Quick introduction to Pipes

The DataCamp ggplot2 uses the %>% operator in one tutorial. The %>% is referred to as the pipe operator. The pipe operator comes from the R package magrittr (and dplyr), and is new feature in R, but one that has been quickly and widely adopted. It most commonly used with the dplyr package for data manipulation and cleaning. The data camp and lab next week will cover this in more detail. But since we haven’t covered this, here is a quick idea of what it does. Suppose you have an R code that like this,

f(x, y)

The pipe operator allows you to write it as

x %>% f(y)

where x will be the first argument of f.
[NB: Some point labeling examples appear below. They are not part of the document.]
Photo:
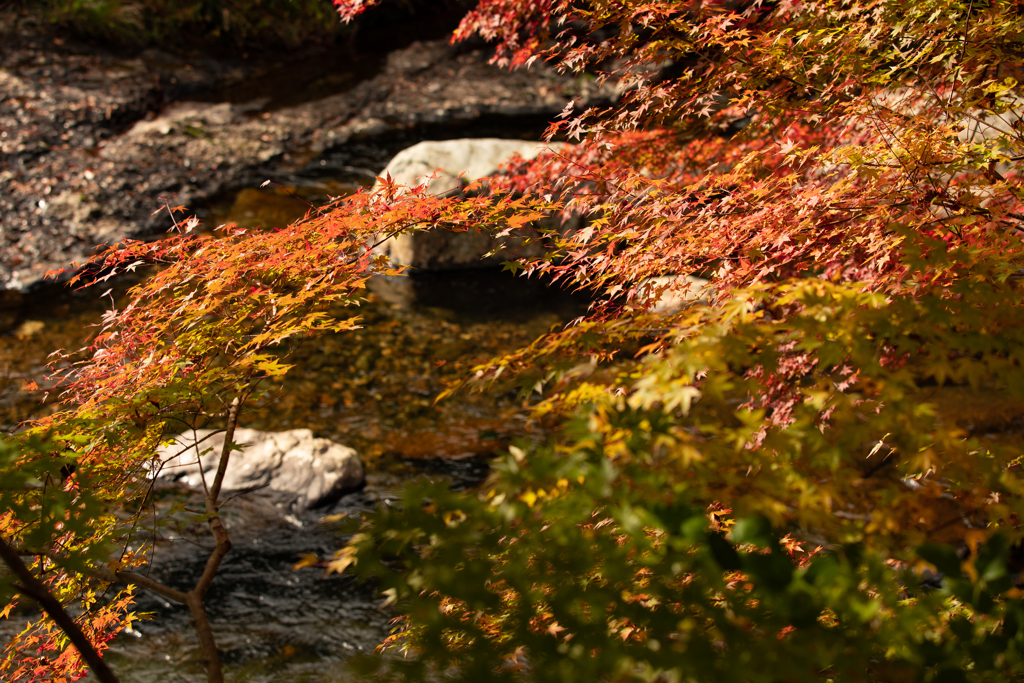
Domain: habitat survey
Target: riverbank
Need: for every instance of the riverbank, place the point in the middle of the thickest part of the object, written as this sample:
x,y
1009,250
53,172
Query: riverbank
x,y
94,142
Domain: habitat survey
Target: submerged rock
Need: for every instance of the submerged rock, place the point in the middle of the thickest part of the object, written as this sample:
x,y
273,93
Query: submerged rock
x,y
93,144
445,161
310,472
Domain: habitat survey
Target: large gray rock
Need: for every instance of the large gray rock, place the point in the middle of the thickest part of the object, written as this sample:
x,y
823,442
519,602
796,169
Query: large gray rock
x,y
474,159
310,471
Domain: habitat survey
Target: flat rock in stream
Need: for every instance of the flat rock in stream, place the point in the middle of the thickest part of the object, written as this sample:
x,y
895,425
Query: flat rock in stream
x,y
439,164
309,472
92,144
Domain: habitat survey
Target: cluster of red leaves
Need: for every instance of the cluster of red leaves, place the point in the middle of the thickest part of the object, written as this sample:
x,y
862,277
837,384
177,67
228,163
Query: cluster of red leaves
x,y
41,653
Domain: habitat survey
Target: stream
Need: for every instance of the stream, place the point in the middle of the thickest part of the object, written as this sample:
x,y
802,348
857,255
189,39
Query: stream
x,y
372,389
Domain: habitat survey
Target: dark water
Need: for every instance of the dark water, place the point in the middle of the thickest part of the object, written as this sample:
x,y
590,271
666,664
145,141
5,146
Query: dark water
x,y
373,389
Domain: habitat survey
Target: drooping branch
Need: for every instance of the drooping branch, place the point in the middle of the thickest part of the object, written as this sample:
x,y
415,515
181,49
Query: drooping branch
x,y
29,585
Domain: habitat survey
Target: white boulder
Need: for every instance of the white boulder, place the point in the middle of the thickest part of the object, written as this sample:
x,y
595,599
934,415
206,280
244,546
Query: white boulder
x,y
474,159
310,471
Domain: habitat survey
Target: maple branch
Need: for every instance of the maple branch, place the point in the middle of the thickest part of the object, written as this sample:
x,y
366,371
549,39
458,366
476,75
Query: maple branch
x,y
194,598
225,453
37,591
144,582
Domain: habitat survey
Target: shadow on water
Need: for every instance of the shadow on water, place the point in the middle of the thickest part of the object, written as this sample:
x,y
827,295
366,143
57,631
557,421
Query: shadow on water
x,y
372,388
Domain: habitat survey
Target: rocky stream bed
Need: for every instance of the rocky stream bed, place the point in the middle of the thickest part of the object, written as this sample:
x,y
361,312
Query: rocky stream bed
x,y
93,142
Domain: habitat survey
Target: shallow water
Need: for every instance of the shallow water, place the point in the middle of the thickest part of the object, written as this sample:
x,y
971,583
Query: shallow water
x,y
372,388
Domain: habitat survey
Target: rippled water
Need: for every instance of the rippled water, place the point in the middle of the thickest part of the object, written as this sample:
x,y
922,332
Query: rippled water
x,y
374,389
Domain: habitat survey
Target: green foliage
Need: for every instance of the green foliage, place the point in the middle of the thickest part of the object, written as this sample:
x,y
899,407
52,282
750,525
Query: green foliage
x,y
177,24
609,554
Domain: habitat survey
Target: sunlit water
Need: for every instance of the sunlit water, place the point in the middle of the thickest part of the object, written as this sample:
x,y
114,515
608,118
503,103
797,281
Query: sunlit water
x,y
373,389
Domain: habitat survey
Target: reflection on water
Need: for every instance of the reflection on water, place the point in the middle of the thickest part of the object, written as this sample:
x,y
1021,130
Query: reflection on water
x,y
372,388
278,206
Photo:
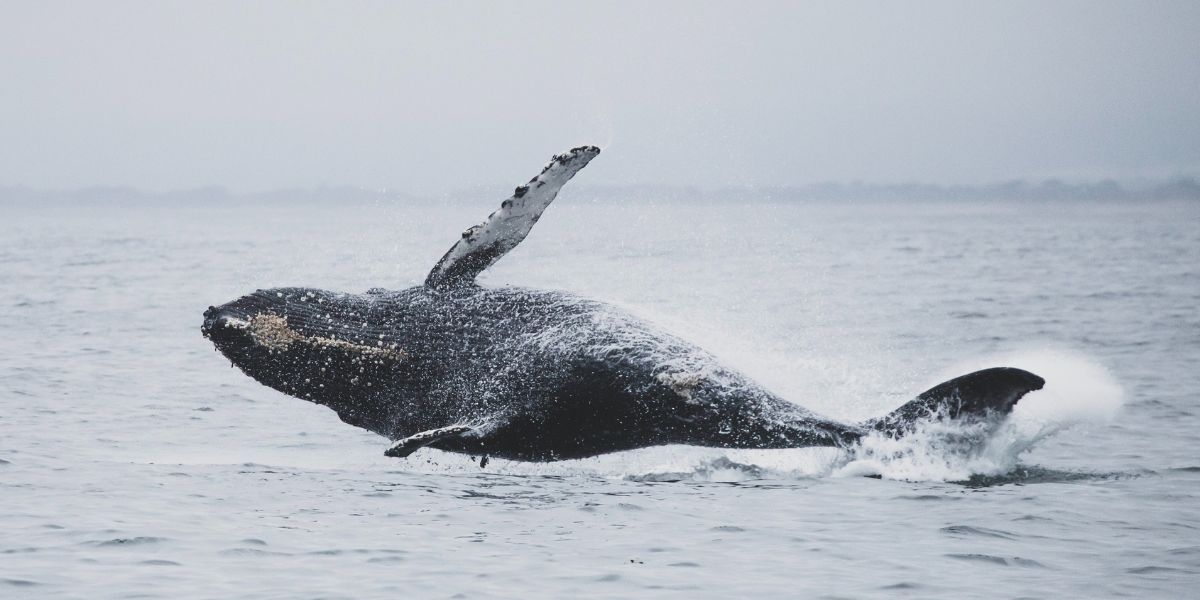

This becomes useful when you are nesting many different functions, because you can write something like

h(g(f(x, y), z))

in a more readable left-to-right form

x %>% f(y) %>% g(z) %>% h()

Here is another fake example from Hadley Wickham and based on the children’s song, Little Bunny Foo Foo,

foo_foo <- little_bunny()

bop_on(scoop_up(hop_through(foo_foo, forest), field_mouse), head)

# VS

foo_foo %>%
  hop_through(forest) %>%
  scoop_up(field_mouse) %>%
  bop_on(head)

A real example is the following. This code sorts a vector smallest to largest, and takes the mean of the squared difference between the values

library("dplyr")
x <- c(96, 12, 75, 19, 88)
mean(diff(sort(x)))

With nested functions the order of operations happens from the middle-out. With pipes we can rewrite it as

x %>% sort() %>% diff() %>% mean()

With this the functions in the code are written the same order as the operations, which makes the steps easier to follow: First sort the vector, then take the difference, then take the mean.